Several months ago I started developing a weird mental habit.
I started to think, What if I only have a year or two to live? What if I only have a couple more birthdays, tops, and then… Whamo! I’m a goner.
Lately, I’ve even started telling myself that I only have a couple more years to go. You know how that make me feel?
Liberated. Strangely but definitely liberated. Free. Even happier.
I mean, it’s not like I’m about to raid my 401k. I haven’t given up saving money.
But in the meantime, I haven’t been very concerned about not getting financially ahead or that my car is making an unhealthy squeaking noise. So what if I have to get a new car? It’ll be the last one I’ll ever have to shop for. Such relief!
I’ve already begun to spend less on clothes because what I have will more than last me to the end. I’m even getting along better with a couple family members and I’ve become more social and outgoing. And I’ve stopped putting off plans for summer fun because this could be my this is my last or second-to-last summer.
Realistically, I might have a couple decades ahead of me. But see, by nature I can be a serious worry-wart. We’re talking worrying, fretting, habitual day-after-day planning. I’ve also had to be on my own most of my adult life which means I am SOOOO TIRED of looking after myself. Really worn-out tired.
Yet when I gradually decided to Live Like I’m Gonna Die, my life really did start to feel easier. Lighter.

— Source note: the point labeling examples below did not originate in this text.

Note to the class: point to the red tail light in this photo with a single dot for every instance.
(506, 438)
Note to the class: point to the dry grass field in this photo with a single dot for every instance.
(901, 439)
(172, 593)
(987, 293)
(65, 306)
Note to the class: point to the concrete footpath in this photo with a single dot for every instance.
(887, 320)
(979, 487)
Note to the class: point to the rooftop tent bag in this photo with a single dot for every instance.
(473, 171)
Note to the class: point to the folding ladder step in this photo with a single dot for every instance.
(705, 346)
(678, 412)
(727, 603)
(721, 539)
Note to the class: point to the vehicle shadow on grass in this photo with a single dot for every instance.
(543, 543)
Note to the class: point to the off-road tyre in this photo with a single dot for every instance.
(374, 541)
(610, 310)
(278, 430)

And how is this change affecting me as a writer?
Well, I’m not planning a book or script on the subject because there are already a ton of stories with characters who learn they will soon die (tragedies), or wrongly think they’ll die but in fact will live (comedies). What this attitude is doing for me as a writer, however, is to make me more focused. I’m determined to get my two Charity MacCay books published, traditionally or indie. I’ll write that very short non-fiction work. And for fun I’ll start that screenplay. But that’s it. I’m finding myself simultaneously disconnecting from writing because I want to have a real life with what time is left me.
So now I do have to ask—have you ever thought about what you would do if you were going to die soon? Not if you had just a few days or months, but a few years at most?
Kinda funny, isn’t it, how thoughts of THE END can make us think of a new beginning.